Before her surgery, food and water are restricted. She can only have small ice shavings. I hold a plastic cup and gently spoon the ice shavings on her tongue. For what might be her last moments of life, I am with my mother, just her, just this spoonful, just this ice, just my breath and hers, just her pleasure in ice and water. It is very sweet and I feel like the good son. I hear the ice click against the side of the plastic cup as I scoop it up. If nothing else about zen meditation, it does train you to be present in the moment. And that moment I decide it will be enough, it will have to be enough, for this particular gay son and his mother.
The medical procedure goes as well as any scripted denouement on Doogie Howser. We couldn’t have hoped for more: the patient gets well; the family crisis is temporarily resolved when the stubborn mother agrees to go to the nursing home; the father returns, shaken, humbled but unharmed, forgiven and loved; my sister has taken over managing the mother’s care. And I board Frontier Air for the return trip to San Francisco.

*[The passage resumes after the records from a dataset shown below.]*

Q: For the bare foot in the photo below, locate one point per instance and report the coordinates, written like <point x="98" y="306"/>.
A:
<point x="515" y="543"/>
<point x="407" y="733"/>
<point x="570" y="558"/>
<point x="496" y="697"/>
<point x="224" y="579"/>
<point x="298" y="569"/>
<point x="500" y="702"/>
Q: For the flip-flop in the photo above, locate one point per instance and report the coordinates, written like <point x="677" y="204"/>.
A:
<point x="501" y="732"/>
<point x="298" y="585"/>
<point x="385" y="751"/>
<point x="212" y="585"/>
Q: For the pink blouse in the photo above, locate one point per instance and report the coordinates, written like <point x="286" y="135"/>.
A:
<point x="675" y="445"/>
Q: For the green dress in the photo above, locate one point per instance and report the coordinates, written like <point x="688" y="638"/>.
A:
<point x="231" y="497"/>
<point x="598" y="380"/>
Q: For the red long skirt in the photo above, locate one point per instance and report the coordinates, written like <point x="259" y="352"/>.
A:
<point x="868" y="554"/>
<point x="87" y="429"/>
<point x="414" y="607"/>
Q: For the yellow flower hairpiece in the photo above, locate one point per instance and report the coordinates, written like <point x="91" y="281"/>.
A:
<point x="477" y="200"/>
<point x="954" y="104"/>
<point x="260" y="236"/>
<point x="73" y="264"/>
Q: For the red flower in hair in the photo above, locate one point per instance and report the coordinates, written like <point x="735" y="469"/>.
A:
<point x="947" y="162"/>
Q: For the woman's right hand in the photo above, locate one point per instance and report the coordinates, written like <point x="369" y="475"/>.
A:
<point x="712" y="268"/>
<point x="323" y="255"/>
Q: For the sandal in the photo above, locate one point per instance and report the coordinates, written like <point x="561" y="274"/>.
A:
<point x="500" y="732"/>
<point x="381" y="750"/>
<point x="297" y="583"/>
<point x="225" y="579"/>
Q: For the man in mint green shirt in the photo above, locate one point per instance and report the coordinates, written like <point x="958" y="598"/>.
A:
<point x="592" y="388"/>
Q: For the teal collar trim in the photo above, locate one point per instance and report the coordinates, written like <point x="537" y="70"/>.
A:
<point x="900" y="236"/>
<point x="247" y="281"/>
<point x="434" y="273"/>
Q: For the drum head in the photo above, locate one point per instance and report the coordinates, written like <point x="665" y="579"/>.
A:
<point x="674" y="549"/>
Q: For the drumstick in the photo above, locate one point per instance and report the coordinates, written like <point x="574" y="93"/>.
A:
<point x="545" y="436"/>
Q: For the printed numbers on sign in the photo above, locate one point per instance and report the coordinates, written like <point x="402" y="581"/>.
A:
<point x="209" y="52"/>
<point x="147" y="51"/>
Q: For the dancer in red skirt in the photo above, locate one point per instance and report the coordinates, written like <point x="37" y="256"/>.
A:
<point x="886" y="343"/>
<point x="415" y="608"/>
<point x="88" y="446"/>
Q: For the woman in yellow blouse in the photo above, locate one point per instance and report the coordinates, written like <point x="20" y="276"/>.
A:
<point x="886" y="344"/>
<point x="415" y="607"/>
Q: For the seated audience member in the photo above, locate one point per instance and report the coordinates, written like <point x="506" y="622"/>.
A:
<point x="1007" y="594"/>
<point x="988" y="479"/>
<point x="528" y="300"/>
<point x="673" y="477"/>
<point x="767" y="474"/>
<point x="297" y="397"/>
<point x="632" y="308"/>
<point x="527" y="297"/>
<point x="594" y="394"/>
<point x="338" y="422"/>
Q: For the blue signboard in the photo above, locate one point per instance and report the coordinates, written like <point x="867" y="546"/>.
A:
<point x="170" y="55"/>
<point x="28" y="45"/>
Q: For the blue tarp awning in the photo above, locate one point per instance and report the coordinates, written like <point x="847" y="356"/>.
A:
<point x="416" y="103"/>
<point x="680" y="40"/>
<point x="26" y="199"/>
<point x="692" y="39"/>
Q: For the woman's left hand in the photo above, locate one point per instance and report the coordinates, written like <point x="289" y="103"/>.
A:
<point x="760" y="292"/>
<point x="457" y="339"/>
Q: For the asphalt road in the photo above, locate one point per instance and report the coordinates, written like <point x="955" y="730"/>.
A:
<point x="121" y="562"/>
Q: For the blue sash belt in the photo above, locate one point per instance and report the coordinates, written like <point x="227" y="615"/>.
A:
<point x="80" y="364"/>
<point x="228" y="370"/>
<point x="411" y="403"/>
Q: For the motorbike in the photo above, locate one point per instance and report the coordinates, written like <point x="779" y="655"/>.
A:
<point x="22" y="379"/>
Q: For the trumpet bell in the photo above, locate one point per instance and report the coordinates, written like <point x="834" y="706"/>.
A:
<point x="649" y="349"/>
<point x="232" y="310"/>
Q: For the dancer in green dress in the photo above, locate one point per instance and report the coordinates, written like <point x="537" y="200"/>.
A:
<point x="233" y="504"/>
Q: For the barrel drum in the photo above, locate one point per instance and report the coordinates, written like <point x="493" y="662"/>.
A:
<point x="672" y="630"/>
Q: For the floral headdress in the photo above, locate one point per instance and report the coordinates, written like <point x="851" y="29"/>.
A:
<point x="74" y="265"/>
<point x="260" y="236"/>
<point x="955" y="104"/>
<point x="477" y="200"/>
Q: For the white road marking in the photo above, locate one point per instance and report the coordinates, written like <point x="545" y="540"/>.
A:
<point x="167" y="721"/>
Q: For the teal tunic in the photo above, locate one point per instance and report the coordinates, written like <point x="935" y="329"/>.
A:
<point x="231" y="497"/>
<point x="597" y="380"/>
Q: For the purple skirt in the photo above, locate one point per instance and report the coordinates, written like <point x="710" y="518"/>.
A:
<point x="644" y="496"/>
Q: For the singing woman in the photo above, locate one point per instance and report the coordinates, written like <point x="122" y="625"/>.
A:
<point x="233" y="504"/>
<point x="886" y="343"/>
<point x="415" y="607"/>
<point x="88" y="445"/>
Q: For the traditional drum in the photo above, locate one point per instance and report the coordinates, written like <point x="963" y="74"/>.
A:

After the exchange of pleasantries, I discover that my seatmates are going to San Francisco to be reunited with their birth mother whom they have never met (how could I make this up?), and I tell them that I have been at my mother’s sick bed. We are in flight. Staring out the window as we flew over the Rockies, across the desert and into the sky over Death Valley, I lapse into a brown study, and sit mesmerized by the wonder of the world. The flight attendant offers me a second Diet Coke with ice. My orphaned seat-mates pass it to me. I take a big gulp, and, when I swirl the ice around the cup, it clinks against the edge. In an instant my mind tumbles and I am no longer "me" in a plane over Death Valley, but I am in my mother’s life--I mean really, not some theoretical proposition--all of it, her hopes her pain her struggles her fear her birth her death, and I burst into tears and sob. My orphan seat mate understands something about finding mothers: she just reaches out and gently touches my arm, holding me connected to the breathing world as my mind flies away. Any trace of resentment, regret, bitterness, or recrimination about the way my mother treated me at any time in our lives together evaporates. She is just my mother, and I am finally able to enter into the mystery and wonder of being a son.
The plane lands in San Francisco. I mumble good-bye to my seat-mates whose mother that gave them birth is waiting at the gate. I wish them well and I walk back into my life, praying that everybody be lucky enough to find out who their mothers really are, to be able to step into their lives, and to cry when they are gone.